The Sapheos Project
Dr. Randall Cream, Dr. Song Wang, Jarrell Waggoner, Jun Zhou
Center for Digital Humanities and Department of Computer Science
University of South Carolina
Updated August 2nd, 2010
[PDF version]
The Sapheos Project is a NEH-funded project that's trying to use advanced digital image processing techniques to automatically analyzing historical documents. The analyzing system includes linking document image with text that's recorded in XML TEI and collating large sets of images that may vary in terms of quality and size. Compared to other solutions, it’s a pure software approach with minimal user intervention.
Since September 2009, the Center for Digital Humanities together with the Department of Computer Science at the University of South Carolina are exploring possible prototypes for this system. In this paper, we first outline the steps and methods that we have adopted and then discuss our preliminary results.
Linking image with text involves document image segmentation and recording the segmentation information (xy-coordinates values) in TEI XML. Here XML file serves not only as a container for the result, but also as a reference to segmentation procedure. For example, <hi rend="face(ornamental)"> in XML represents that's a large ornamental letter image that may cross multiple lines. <lg> and <l> indicate the content is a poem that should be treated as a line instead of a paragragh if the paragraph is judged by indent from the beginning. There are so many cases to consider that it's impossible to include all of them in this project. We intended to segment paragraphs [code] out of the document image [Figure 1] and the result is writen in a file for further integrating into the result XML file.
Figure 1
This figure indicates the result of stanza (paragraph) segmentation.

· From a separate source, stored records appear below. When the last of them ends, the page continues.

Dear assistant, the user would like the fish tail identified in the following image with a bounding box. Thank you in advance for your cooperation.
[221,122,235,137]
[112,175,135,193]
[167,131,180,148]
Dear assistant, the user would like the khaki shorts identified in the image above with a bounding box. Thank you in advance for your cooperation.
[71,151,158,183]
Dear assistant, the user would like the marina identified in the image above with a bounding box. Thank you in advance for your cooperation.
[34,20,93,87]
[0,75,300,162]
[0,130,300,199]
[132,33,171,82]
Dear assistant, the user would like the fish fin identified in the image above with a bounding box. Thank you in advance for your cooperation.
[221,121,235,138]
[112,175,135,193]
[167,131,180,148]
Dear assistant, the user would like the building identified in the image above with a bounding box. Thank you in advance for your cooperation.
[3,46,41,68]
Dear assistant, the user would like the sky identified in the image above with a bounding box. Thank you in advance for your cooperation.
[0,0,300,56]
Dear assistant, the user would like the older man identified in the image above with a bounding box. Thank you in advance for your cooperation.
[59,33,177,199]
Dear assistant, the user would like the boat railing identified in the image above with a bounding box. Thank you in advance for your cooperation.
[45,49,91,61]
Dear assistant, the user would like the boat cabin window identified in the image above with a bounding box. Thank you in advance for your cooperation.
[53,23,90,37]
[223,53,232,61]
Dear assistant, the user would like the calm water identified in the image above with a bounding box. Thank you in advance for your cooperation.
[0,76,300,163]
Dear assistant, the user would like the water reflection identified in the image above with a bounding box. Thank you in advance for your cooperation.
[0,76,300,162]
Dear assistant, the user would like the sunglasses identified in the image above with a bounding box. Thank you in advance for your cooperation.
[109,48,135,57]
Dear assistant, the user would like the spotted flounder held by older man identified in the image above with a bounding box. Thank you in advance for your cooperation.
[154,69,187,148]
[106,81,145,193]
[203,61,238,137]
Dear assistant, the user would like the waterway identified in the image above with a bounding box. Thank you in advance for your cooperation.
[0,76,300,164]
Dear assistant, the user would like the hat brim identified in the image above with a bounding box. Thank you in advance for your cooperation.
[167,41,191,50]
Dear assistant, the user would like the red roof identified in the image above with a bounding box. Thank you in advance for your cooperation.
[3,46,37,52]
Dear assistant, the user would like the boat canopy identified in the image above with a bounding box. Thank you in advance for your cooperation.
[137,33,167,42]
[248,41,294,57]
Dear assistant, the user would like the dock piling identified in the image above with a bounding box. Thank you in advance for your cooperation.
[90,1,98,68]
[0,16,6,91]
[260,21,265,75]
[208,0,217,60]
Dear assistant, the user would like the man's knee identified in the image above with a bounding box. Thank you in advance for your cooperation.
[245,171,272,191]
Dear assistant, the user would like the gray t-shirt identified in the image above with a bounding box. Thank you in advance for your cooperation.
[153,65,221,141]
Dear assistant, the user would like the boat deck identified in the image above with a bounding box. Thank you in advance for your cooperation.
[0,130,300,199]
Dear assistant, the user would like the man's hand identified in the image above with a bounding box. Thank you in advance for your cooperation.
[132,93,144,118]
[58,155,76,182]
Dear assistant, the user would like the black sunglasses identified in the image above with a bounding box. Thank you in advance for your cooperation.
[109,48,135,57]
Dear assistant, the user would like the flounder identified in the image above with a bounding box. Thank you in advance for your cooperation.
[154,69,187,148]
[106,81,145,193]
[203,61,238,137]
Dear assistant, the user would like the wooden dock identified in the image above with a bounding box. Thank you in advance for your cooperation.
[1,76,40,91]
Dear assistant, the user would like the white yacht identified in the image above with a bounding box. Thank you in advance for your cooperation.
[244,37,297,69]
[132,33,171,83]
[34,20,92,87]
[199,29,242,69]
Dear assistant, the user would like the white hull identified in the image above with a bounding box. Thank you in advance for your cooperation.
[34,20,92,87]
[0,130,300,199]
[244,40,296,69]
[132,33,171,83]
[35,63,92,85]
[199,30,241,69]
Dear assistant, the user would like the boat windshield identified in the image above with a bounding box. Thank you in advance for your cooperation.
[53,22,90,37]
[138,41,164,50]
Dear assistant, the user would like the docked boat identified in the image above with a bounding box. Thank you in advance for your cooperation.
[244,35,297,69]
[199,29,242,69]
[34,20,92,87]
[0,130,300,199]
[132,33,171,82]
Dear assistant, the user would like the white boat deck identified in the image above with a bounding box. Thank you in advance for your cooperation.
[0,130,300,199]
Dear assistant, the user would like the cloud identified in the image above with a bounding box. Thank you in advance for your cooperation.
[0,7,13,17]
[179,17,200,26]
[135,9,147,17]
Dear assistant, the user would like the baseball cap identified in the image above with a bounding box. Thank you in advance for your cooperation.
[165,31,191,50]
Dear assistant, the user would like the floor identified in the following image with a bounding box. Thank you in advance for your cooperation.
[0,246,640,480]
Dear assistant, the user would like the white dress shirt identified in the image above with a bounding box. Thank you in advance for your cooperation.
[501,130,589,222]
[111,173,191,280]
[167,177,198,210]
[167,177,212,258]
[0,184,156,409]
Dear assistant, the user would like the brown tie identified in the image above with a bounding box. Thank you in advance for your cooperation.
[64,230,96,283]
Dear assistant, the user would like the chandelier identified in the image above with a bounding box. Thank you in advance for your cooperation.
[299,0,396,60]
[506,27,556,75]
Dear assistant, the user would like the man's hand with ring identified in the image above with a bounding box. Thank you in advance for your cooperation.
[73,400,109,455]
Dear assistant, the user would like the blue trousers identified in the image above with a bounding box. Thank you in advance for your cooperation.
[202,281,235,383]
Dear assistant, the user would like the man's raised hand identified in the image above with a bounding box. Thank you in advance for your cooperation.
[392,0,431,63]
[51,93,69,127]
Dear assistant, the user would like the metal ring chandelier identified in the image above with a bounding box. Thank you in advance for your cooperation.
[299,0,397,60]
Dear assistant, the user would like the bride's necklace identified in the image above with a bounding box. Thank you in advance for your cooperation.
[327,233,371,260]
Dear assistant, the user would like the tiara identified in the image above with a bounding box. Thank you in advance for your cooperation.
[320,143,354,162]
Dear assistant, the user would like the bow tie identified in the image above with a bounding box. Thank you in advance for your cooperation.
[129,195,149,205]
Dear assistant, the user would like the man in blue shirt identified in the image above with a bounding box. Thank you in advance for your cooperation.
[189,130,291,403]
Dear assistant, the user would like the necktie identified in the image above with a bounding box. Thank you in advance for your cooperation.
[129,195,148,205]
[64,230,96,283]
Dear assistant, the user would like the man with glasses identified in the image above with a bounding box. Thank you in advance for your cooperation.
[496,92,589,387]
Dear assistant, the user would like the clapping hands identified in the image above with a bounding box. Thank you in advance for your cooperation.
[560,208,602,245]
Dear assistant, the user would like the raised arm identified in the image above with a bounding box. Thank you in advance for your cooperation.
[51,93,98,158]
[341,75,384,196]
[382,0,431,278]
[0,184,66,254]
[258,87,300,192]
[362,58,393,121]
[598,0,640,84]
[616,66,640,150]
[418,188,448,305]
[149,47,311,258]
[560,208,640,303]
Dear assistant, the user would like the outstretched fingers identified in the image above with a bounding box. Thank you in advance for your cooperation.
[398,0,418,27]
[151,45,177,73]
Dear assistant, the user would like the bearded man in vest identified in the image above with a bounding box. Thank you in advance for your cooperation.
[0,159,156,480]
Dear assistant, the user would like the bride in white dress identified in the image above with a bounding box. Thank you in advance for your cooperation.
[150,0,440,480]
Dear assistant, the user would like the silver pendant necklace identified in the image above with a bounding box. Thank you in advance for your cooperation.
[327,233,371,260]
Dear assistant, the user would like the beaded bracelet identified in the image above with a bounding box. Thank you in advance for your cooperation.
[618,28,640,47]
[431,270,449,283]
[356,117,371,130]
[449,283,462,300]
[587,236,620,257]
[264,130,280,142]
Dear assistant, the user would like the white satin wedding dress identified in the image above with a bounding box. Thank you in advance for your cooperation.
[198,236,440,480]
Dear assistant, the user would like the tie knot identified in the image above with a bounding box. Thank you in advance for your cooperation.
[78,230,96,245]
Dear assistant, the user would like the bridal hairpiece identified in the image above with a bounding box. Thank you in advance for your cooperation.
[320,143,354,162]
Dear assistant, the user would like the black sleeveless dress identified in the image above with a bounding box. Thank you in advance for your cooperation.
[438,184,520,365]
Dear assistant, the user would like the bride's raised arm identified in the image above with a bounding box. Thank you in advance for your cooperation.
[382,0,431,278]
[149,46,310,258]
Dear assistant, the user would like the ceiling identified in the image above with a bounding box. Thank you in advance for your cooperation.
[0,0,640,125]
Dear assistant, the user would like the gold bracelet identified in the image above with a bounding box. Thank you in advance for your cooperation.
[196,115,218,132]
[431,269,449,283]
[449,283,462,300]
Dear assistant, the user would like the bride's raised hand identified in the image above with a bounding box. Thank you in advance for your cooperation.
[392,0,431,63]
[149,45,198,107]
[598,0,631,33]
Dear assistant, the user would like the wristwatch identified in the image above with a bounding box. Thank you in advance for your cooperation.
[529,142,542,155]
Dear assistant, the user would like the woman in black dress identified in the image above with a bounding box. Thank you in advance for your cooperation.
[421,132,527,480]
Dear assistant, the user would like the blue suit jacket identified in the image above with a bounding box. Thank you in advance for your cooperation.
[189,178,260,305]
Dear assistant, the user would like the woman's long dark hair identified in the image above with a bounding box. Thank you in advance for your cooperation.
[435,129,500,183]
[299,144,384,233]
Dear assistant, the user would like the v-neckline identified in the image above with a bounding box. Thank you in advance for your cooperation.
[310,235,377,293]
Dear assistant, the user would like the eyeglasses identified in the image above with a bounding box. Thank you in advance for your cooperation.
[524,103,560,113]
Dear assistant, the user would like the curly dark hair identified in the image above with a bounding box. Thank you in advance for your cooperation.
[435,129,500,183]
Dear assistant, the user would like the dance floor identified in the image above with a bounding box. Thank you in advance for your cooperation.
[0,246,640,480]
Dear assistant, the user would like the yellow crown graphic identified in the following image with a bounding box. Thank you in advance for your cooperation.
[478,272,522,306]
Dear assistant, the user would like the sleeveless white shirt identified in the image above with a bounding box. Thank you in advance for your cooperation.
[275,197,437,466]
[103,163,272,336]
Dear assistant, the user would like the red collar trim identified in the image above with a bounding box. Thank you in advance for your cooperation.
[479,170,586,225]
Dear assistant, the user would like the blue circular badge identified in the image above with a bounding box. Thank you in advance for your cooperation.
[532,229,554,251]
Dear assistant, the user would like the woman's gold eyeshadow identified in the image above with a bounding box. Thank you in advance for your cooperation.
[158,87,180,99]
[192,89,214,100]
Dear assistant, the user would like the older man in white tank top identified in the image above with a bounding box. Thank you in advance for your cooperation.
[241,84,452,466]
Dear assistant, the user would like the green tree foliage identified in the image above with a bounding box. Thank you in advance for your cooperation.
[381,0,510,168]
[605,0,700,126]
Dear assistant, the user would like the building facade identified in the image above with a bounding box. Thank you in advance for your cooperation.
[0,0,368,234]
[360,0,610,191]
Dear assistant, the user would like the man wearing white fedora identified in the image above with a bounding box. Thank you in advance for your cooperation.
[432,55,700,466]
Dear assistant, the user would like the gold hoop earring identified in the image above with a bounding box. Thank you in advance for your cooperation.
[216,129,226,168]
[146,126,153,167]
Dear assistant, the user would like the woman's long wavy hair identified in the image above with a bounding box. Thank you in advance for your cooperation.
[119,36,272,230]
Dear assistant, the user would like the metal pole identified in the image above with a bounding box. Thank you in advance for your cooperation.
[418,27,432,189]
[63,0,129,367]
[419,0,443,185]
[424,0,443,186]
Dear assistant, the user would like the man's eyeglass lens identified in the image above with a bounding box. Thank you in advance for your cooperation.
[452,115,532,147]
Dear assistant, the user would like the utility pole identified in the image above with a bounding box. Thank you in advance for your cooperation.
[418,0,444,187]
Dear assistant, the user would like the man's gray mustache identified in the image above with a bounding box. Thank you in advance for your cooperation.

Automatic image collation or theoretically automatic image registration is the crown of our project. With two similar images, the target and the template, placed side by side, we select about 70 to 100 pairs of matching points that are evenly distributed across the images. [Figure 2] We register the target image to the template image and perform a thin-plate-spline transformation [code] . Once matching points or landmarks are precisely selected, the target can be perfectly warped to the template, and the variants will be shown as blurs on the collated image. [Figure 3]
Figure 2
This figure demonstrates the program's ability to purposefully deform a curved image to an acceptable standard, and by doing so it allows the users to handle images that are not necessarily scanned to a predetermined standard. The process allows for variances due to lighting or even page curvature. The crosshairs represent anchor points within the text around which the standardization process takes place.
In the following, we focus on the problem of how to automatically and precisely select matching landmarks. Initial landmarks are selected by a popular
scale-invariant feature transformation (or SIFT)
[SIFT Package] algorithm. It’s fast, robust to scaling, rotation, illumination and local geometric distortion. About 1000 matches can be identified for each image pair with the use of this algorithm. Most image pairs are either outliers or redundant. We have developed our own scoring system to obtain final matches
[CODE]. First, we remove duplicate matches based on x-y coordinates. Second, we run a regression test across all non-duplicated matches. The regression test is to score matches by what effect the match has on the resulting thin-plate-spline matrix transformation. A certain number of matches that score poorly are then removed
[CODE]. Third, we run a local filter on the remaining matches. The local filter classifies matches by k-nearest neighbors algorithm (or k-NN). When compared to its nearest neighbor, any match that is beyond the threshold score is removed
[CODE]. After that, a grid of 3x6 is applied to each page. In each cell, matches are sorted locally. Low score matches are discarded. The last step partially ensures that matches are evenly distributed.
The software is implemented with Matlab, a high-level technical computing language. It is tested on eight different copies of “The Farie Quene”, printed in the sixteenth century in Europe, with the support from Spenser Archive project. Book images were taken by a camera held perpetual to the book. They are naturally warped, especially those close to the center.
To get a clean result, we preprocessed those images before collation, including cutting boundaries, scaling, and rotating, splitting two-page images into a one-page image. These steps are all done automatically by traditional image processing methods.
We randomly selected 284 pages from the books and performed a two-page collation. These pages have 9 variants in total. Our testing result shows that all 9 variants are indentified correctly [Figure 3]. However, there are also a large number of false positives [Figure 4], which significantly affect the performance of our software. These false positives are either due to limitation of SIFT algorithm or due to the page quality. SIFT tends to get less feature along the edges, which lead to inadequate matches selected there. Bad image quality appears to be the more important factor that causes false positives, ink bleeding, bad warping, handwriting, blurred characters, water marks, fire marks, even unequal space between similar characters, etc. All these issues are quite common among medieval books. Although it is impossible to eliminate false positives, we are continuing to refine our methods to better deal with these issues. New issues may come up when we try more images. Although we have made big strides, a lot of challenges remain.
Figure 3
This figure shows variant at the first line. It shifts about two characters when compared to each other.
Figure 4
This figure shows that the edge of page has 3 false positives (SIFT limitation) and the middle has 2 false positives (quite possible due to strong ink bleed on one image).